His hands—those hands that had touched her face—were slender and well-shaped with short, neatly manicured nails.
He replayed the opening bars, and she sang.
“Early one morning, just as the sun was rising, I heard a maiden sing, in the valley below.”
His head was bowed over the keys, his eyelids lowered over his eyes.
Why were almost all folk songs sad? Was it because sadness tugged far more strongly upon the heartstrings than happiness did?
“Oh, don’t deceive me, oh, never leave me. How could you use a poor maiden so?”
She sang the song from beginning to end, and when she was finished, his hands rested on the keys and his head remained bowed.
There was a soreness in her throat again. Life was so often a sad business, full of deceptions and departures.
And then he played again, a different tune, more haltingly, missing several of the notes. And he sang.
“On Richmond Hill there lives a lass, more bright than May-day morn…”
He had a light, pleasant tenor voice, though he would surely never sing on the stage of any opera house either.
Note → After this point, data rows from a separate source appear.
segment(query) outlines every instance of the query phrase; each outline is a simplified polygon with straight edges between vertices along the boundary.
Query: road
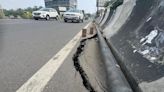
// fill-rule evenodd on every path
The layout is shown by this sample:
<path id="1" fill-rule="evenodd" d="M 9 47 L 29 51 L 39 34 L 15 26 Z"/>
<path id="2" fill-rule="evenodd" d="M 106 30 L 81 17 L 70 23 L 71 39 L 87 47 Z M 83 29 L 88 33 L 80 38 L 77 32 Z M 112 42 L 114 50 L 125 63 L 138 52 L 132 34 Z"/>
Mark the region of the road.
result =
<path id="1" fill-rule="evenodd" d="M 1 92 L 18 90 L 87 23 L 0 20 Z"/>

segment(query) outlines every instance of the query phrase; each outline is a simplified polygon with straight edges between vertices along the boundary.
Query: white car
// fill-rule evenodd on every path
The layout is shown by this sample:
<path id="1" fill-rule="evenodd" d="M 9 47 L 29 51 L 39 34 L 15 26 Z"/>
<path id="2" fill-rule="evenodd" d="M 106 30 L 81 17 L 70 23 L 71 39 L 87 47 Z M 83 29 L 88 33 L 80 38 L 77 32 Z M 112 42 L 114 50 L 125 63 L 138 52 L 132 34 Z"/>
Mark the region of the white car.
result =
<path id="1" fill-rule="evenodd" d="M 84 14 L 82 10 L 69 10 L 64 13 L 63 15 L 64 21 L 77 21 L 77 22 L 83 22 L 84 21 Z"/>
<path id="2" fill-rule="evenodd" d="M 38 11 L 34 11 L 32 13 L 32 16 L 35 20 L 38 20 L 38 19 L 46 19 L 46 20 L 49 20 L 51 18 L 55 18 L 55 19 L 58 19 L 58 12 L 53 9 L 53 8 L 42 8 Z"/>

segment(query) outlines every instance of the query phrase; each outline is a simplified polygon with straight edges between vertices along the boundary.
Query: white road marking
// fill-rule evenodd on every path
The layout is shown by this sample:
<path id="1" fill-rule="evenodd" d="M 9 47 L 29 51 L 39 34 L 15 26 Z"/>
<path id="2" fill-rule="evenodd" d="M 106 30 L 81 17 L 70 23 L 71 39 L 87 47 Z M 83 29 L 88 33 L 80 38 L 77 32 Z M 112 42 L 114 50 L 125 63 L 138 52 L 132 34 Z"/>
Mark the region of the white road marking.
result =
<path id="1" fill-rule="evenodd" d="M 87 28 L 90 23 L 85 27 Z M 81 31 L 16 92 L 42 92 L 81 38 Z"/>

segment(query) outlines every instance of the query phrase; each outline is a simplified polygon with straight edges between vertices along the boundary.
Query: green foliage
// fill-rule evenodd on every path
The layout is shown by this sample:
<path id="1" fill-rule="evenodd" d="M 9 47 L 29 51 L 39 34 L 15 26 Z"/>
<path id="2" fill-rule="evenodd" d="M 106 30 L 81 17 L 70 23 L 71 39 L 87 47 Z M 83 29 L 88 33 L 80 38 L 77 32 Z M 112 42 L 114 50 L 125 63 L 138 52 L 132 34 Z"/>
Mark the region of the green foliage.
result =
<path id="1" fill-rule="evenodd" d="M 4 9 L 4 14 L 5 16 L 14 16 L 15 18 L 17 18 L 17 16 L 20 16 L 24 19 L 30 19 L 32 18 L 32 12 L 33 11 L 36 11 L 38 9 L 42 8 L 42 6 L 34 6 L 33 8 L 32 7 L 28 7 L 26 9 L 17 9 L 17 10 L 13 10 L 13 9 L 10 9 L 10 10 L 6 10 Z"/>
<path id="2" fill-rule="evenodd" d="M 4 18 L 4 13 L 3 13 L 3 10 L 0 9 L 0 19 Z"/>
<path id="3" fill-rule="evenodd" d="M 104 4 L 104 7 L 108 7 L 110 5 L 112 5 L 114 3 L 114 1 L 106 1 Z"/>
<path id="4" fill-rule="evenodd" d="M 31 19 L 32 13 L 31 12 L 24 12 L 21 17 L 24 19 Z"/>
<path id="5" fill-rule="evenodd" d="M 116 9 L 118 6 L 122 5 L 124 0 L 115 0 L 115 2 L 111 5 L 111 9 Z"/>
<path id="6" fill-rule="evenodd" d="M 2 14 L 0 14 L 0 19 L 2 19 L 3 18 L 3 16 L 2 16 Z"/>
<path id="7" fill-rule="evenodd" d="M 123 0 L 111 0 L 106 1 L 104 7 L 110 7 L 111 9 L 115 9 L 121 4 L 123 4 Z"/>
<path id="8" fill-rule="evenodd" d="M 3 15 L 0 13 L 0 19 L 2 19 L 3 18 Z"/>

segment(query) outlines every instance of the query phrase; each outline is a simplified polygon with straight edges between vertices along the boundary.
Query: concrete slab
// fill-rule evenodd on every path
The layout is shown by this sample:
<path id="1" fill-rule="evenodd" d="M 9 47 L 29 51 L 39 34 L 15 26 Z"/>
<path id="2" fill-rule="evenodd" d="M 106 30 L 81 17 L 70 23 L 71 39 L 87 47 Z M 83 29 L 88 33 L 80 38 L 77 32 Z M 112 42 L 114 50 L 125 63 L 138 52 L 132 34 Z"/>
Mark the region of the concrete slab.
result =
<path id="1" fill-rule="evenodd" d="M 96 39 L 86 41 L 84 52 L 79 60 L 94 90 L 96 92 L 107 92 L 106 70 Z"/>

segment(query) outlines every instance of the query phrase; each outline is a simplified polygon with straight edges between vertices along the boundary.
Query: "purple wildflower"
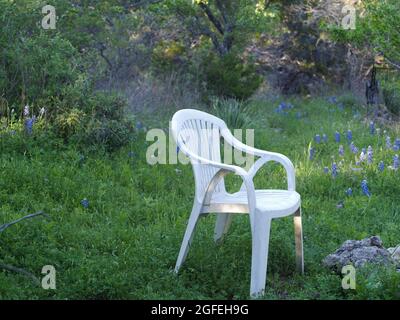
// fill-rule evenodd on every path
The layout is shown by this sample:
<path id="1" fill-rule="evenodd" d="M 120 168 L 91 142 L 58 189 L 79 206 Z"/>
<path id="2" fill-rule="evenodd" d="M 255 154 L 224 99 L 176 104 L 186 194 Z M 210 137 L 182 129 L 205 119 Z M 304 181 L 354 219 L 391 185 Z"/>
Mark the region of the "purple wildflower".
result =
<path id="1" fill-rule="evenodd" d="M 397 150 L 400 149 L 400 138 L 396 139 L 396 141 L 394 142 L 394 145 L 397 147 Z"/>
<path id="2" fill-rule="evenodd" d="M 321 143 L 321 136 L 319 134 L 316 134 L 314 137 L 315 143 L 320 144 Z"/>
<path id="3" fill-rule="evenodd" d="M 367 150 L 365 148 L 362 148 L 360 154 L 360 162 L 364 162 L 365 159 L 367 159 Z"/>
<path id="4" fill-rule="evenodd" d="M 366 195 L 367 197 L 371 196 L 371 192 L 369 191 L 367 180 L 363 180 L 361 182 L 361 190 L 362 190 L 363 194 Z"/>
<path id="5" fill-rule="evenodd" d="M 343 157 L 344 156 L 344 148 L 343 145 L 339 146 L 339 156 Z"/>
<path id="6" fill-rule="evenodd" d="M 137 130 L 142 130 L 142 129 L 143 129 L 143 123 L 140 122 L 140 121 L 137 121 L 137 122 L 136 122 L 136 129 L 137 129 Z"/>
<path id="7" fill-rule="evenodd" d="M 340 133 L 339 133 L 338 131 L 335 132 L 335 141 L 336 141 L 337 143 L 340 142 Z"/>
<path id="8" fill-rule="evenodd" d="M 31 135 L 33 132 L 33 125 L 35 124 L 36 117 L 28 118 L 25 120 L 25 131 L 28 135 Z"/>
<path id="9" fill-rule="evenodd" d="M 328 174 L 329 173 L 329 168 L 328 167 L 324 167 L 324 173 Z"/>
<path id="10" fill-rule="evenodd" d="M 329 98 L 328 98 L 328 102 L 329 102 L 329 103 L 332 103 L 332 104 L 336 104 L 336 103 L 337 103 L 337 98 L 336 98 L 335 96 L 329 97 Z"/>
<path id="11" fill-rule="evenodd" d="M 391 149 L 392 148 L 392 142 L 389 136 L 386 137 L 386 148 Z"/>
<path id="12" fill-rule="evenodd" d="M 400 167 L 400 160 L 399 160 L 399 156 L 396 154 L 393 157 L 393 169 L 397 170 L 397 169 L 399 169 L 399 167 Z"/>
<path id="13" fill-rule="evenodd" d="M 322 141 L 323 141 L 324 143 L 327 143 L 327 142 L 328 142 L 328 136 L 327 136 L 325 133 L 322 135 Z"/>
<path id="14" fill-rule="evenodd" d="M 378 170 L 383 172 L 385 170 L 385 163 L 383 161 L 379 162 Z"/>
<path id="15" fill-rule="evenodd" d="M 337 164 L 336 162 L 332 163 L 332 177 L 336 178 L 338 175 Z"/>
<path id="16" fill-rule="evenodd" d="M 353 153 L 358 153 L 358 148 L 354 145 L 354 142 L 350 143 L 350 150 Z"/>
<path id="17" fill-rule="evenodd" d="M 374 151 L 372 150 L 371 146 L 368 146 L 368 149 L 367 149 L 367 162 L 368 162 L 368 164 L 371 164 L 372 162 L 374 162 Z"/>
<path id="18" fill-rule="evenodd" d="M 315 156 L 315 149 L 311 147 L 309 150 L 309 159 L 314 160 L 314 156 Z"/>
<path id="19" fill-rule="evenodd" d="M 353 195 L 353 189 L 352 188 L 348 188 L 346 190 L 346 195 L 348 195 L 349 197 Z"/>
<path id="20" fill-rule="evenodd" d="M 375 134 L 375 123 L 373 121 L 369 123 L 369 133 Z"/>
<path id="21" fill-rule="evenodd" d="M 353 140 L 353 132 L 351 130 L 347 130 L 347 140 L 349 142 Z"/>
<path id="22" fill-rule="evenodd" d="M 81 200 L 81 205 L 82 207 L 84 207 L 85 209 L 89 208 L 89 200 L 84 198 L 83 200 Z"/>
She smiled at the thought.
“…I’d crowns resign to call thee mine, sweet lass of Richmond Hill.”
He was smiling when he finished.
“The language of love can be marvelously extravagant, can it not?” he said. “And yet it can smite one here.” He patted his abdomen with the outside of a lightly closed fist. “Would you believe a man who told you he would resign crowns for your sake, Sophie?”
“I doubt any man would,” she said. “He would have to be a king, would he not, and they tend to be in short supply. But I might believe the sentiment if I were sure he loved me above all else. And if I loved him with an everlasting kind of love in return. Do you believe in that kind of love, my lord?”